Alain Bocquet a évoqué un certain nombre de mesures que nous préconisons. Je rappellerai la création d'un pôle public financier ; la constitution de fonds régionaux publics pour l'emploi prenant en charge tout ou partie des intérêts des crédits pour les investissements des entreprises ; la préservation et le développement de la chaîne qui va de la recherche à la production, dans les secteurs émergents mais aussi traditionnels, ce qui passe par la formation, l'innovation, le travail en réseau ; le rétablissement du contrôle de l'utilisation des fonds publics – je vous rappelle, monsieur le ministre, que la première mesure prise par la droite en arrivant au pouvoir en juillet 2002 a consisté à supprimer la commission chargée de contrôler l'utilisation des fonds publics dans les entreprises ; un droit d'accès aux marchés français et européen, calculé en fonction des écarts de salaires et de protection sociale entre les pays importateurs et exportateurs.
Monsieur le ministre, vous avez fait de grandes déclarations, souvent contredites par la réalité. Vous avez stigmatisé des salariés en lutte contre la casse organisée de leur outil de travail, comme à Sodimatex. Vous avez laissé, comme à Isotherma, près du Havre, des financiers se conduire en voyous et entraîner la liquidation d'entreprises.
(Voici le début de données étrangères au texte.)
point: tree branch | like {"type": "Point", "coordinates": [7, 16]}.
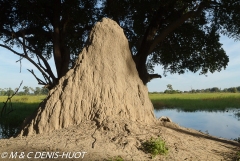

Vous venez de prendre une nouvelle fois, ici même, un certain nombre d'engagements : chiche !
Nous pensons quant à nous qu'une politique industrielle a toute sa place dans notre pays, à condition de sortir, aux niveaux national comme européen, d'une politique qui considère les salariés comme des variables d'ajustement, les droits sociaux comme des obstacles à abattre et les États comme des outils d'adaptation des hommes et des territoires aux besoins du capitalisme financier et mondialisé.